So seien vor allem Grundrisse und Schnitte mehrerer Stockwerke des vier Etagen großen Haupttribünengebäudes und sämtliche Pläne und Dokumente zu den Flutlichtmasten den Wettbewerbs-Teilnehmern nicht zur Verfügung gestellt worden. Die Bürgerinitiative wirft der Senatsverwaltung vor, lediglich vereinfachte Pläne aus dem Brandschutzkonzept ausgegeben zu haben.
Laut Dittrich hätten die vorgelegten Unterlagen viele der Architekturbüros davon abgehalten, einen Erhalt der Haupttribüne des Stadions überhaupt in Erwägung zu ziehen, weil dieser nach zu kompliziert sei. "Wenn man in Wettbewerb mit anderen Büros steht, die aufgrund der Unterlagen von vornherein sagen, dass sie abreißen und neu bauen wollen, dann hat man auch einen zeitlichen Nachteil, wenn man den Erhalt möchte", sagt er. Nur drei der 24 Teilnehmer hätten in ihren Konzepten einen Erhalt der Haupttribüne vorgeschlagen.

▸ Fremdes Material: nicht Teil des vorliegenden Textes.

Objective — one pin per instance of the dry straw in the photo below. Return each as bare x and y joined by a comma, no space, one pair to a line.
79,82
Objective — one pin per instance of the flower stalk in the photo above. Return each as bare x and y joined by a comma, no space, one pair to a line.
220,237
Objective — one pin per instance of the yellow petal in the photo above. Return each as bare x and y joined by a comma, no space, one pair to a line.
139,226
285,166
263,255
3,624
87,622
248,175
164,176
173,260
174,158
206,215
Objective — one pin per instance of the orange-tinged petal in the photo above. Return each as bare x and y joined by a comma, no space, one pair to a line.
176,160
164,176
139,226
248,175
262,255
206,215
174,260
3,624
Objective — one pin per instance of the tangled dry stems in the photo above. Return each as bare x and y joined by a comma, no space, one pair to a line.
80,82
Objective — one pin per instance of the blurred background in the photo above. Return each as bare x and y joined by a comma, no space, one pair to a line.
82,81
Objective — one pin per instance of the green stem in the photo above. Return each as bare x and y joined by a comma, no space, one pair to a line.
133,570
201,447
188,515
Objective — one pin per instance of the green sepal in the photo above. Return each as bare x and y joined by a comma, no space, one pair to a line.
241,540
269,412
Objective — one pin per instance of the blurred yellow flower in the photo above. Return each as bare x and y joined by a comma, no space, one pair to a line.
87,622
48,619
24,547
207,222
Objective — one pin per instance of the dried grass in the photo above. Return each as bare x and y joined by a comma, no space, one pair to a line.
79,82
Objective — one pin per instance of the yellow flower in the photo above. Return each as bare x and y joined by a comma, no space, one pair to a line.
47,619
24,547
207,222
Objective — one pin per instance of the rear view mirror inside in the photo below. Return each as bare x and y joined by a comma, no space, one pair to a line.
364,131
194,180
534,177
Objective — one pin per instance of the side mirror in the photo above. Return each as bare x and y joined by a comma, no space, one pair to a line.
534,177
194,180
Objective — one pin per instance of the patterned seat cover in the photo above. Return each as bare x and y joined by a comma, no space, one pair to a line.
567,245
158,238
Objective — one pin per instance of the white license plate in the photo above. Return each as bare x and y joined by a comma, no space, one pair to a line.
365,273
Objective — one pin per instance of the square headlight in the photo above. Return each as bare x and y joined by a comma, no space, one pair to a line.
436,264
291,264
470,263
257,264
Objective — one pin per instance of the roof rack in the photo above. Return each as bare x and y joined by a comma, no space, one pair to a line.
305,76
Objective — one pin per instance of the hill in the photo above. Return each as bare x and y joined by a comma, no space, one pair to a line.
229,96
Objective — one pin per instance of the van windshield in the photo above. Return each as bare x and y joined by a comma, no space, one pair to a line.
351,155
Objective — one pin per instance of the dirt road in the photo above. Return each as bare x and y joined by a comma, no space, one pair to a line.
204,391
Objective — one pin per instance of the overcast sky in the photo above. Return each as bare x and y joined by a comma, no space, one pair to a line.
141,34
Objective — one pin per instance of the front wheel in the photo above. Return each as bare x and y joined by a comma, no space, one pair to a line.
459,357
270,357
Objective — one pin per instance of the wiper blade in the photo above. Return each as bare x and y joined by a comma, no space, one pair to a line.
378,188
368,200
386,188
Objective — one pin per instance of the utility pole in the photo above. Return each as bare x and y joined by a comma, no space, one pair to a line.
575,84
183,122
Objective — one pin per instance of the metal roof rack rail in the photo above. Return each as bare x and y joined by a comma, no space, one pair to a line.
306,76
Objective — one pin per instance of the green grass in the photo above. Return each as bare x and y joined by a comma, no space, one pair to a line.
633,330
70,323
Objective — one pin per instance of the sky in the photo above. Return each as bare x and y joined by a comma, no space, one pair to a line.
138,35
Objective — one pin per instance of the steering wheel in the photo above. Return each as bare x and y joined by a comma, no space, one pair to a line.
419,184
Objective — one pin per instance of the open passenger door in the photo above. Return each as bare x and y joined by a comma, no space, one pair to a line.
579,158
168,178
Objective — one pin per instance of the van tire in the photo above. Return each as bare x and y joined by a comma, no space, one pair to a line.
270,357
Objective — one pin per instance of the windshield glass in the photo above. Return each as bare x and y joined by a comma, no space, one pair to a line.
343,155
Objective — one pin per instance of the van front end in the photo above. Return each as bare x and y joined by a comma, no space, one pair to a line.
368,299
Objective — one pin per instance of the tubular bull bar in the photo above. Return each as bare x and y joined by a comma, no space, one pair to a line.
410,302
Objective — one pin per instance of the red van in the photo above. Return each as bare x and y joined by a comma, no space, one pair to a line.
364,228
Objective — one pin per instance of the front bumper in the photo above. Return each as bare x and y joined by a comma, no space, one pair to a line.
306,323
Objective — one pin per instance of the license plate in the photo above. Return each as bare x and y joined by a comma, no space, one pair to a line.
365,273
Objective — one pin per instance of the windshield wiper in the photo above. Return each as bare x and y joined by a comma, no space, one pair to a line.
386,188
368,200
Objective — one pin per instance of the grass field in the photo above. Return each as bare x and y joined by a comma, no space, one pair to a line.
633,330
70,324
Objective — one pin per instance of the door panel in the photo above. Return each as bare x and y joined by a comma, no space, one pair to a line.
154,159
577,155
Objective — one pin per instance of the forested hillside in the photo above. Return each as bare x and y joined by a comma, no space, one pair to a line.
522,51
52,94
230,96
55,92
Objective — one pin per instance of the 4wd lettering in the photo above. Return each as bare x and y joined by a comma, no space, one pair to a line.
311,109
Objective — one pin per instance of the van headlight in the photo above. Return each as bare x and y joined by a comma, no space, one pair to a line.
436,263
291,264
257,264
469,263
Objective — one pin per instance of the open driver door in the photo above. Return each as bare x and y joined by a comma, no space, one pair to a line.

Bausenator bestreitet die Vorwürfe
Bei einer Fragestunde im Abgeordnetenhaus wies der Senator für Stadtentwicklung, Bauen und Wohnen Christian Gaebler (SPD) die Vorwürfe vehement zurück. "Wir haben die Unterlagen zur Verfügung gestellt, die auch dem Betreiber des Geländes zur Verfügung standen und die auch bisher immer Grundlage der Überlegungen, Diskussionen und Planung waren. Deshalb sind wir davon ausgegangen, dass keine weiteren Pläne an dieser Stelle vorliegen oder erforderlich sind."
Man sei zudem der Auffassung, dass die vorgelegten Pläne den Architektinnen und Architekten ausreichende Grundlage gegeben habe. Außerdem hätten sich diese auch vor Ort ein Bild von den Gegebenheiten gemacht. Aus diesem Grund hätte es auch keine Nachfrage beim Bundesarchiv gegeben, welche weiteren Pläne und Dokumente zum Jahn-Sportpark zur Verfügung stehen würden. "Wenn wir bei jedem Vorhaben sämtliche Archive der Republik abfragen würden, würden wir nicht sehr weit kommen mit unseren Verfahren", fügt der Bausenator hinzu.

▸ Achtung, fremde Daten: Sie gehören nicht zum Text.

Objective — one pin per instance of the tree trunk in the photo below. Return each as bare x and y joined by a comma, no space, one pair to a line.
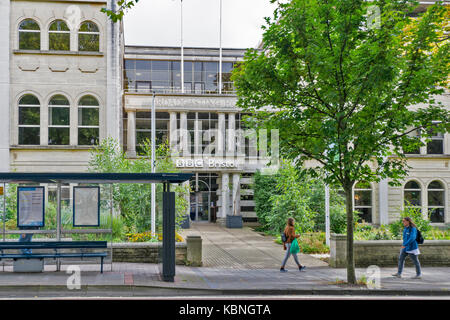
351,277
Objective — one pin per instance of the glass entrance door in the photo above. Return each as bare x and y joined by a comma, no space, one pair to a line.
200,206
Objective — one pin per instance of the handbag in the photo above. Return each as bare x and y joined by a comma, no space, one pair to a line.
294,247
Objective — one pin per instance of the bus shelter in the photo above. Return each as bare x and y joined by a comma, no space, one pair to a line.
167,266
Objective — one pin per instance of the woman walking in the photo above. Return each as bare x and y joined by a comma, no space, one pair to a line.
289,231
409,248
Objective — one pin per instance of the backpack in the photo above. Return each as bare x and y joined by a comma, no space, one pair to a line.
419,237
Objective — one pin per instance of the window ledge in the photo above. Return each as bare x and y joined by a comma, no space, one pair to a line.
66,53
39,147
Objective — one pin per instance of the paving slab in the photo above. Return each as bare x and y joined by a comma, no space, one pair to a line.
236,262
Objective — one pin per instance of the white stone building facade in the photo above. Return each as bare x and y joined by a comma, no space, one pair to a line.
61,79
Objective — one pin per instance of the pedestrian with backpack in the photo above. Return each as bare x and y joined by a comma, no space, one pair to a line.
288,238
409,248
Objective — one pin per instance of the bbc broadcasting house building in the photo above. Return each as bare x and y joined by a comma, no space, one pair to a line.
67,82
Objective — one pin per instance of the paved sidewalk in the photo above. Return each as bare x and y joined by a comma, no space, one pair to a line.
237,262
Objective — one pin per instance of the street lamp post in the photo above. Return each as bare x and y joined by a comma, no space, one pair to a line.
153,186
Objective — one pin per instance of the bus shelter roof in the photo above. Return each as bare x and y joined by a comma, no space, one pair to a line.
90,177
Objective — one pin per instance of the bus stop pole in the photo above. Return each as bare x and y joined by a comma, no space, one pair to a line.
4,211
168,234
58,221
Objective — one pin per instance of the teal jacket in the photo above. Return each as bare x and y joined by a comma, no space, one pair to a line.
409,238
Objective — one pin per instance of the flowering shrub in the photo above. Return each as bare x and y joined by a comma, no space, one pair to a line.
148,237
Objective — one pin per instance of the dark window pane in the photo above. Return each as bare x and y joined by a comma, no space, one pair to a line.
436,215
363,185
29,40
413,198
88,26
88,42
59,25
88,136
29,115
29,136
211,67
88,101
59,116
130,64
227,67
88,117
58,136
29,24
29,99
363,198
435,198
160,75
160,65
143,65
435,147
412,185
435,185
59,41
59,100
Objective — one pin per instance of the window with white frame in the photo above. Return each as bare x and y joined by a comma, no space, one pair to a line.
412,195
59,36
436,202
58,120
436,145
29,120
363,201
88,121
88,37
29,35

Eine Wiederholung des Wettbewerbs hält er deshalb nicht für nötig. "Aus unserer Sicht ist das Verfahren rechtskonform und alle relevanten Unterlagen waren der Auslobung beigelegt. Es gab auch keine Rüge von anderen Wettbewerbsteilnehmenden. Insofern gehen wir davon aus, dass dieser Vorwurf etwas konstruiert ist und eher darauf abzieht, das Verfahren weiter zu verzögern", kritisiert Gaebler die Bürgerinitiative.
Abrissarbeiten sollen nächstes Jahr beginnen
Dittrich widerspricht diesem Vorwurf. "Wir haben kein Interesse daran, das zeitlich zu verzögern, sondern nur daran, stadtbild-prägende Bauten zu erhalten und etwas für den Klimaschutz zu tun", sagt er. Aus seiner Sicht hätte sich die Senatsverwaltung zwingend beim Bundesarchiv über die verfügbaren Pläne und Unterlagen erkundigen müssen. "Das gehört einfach zu einer seriösen Grundlagenermittlung. Unabhängig davon, ob man Interesse am Bestandserhalt hat oder nicht. Auch wenn man abreißt, will man ja wissen, was man da eigentlich abreißt."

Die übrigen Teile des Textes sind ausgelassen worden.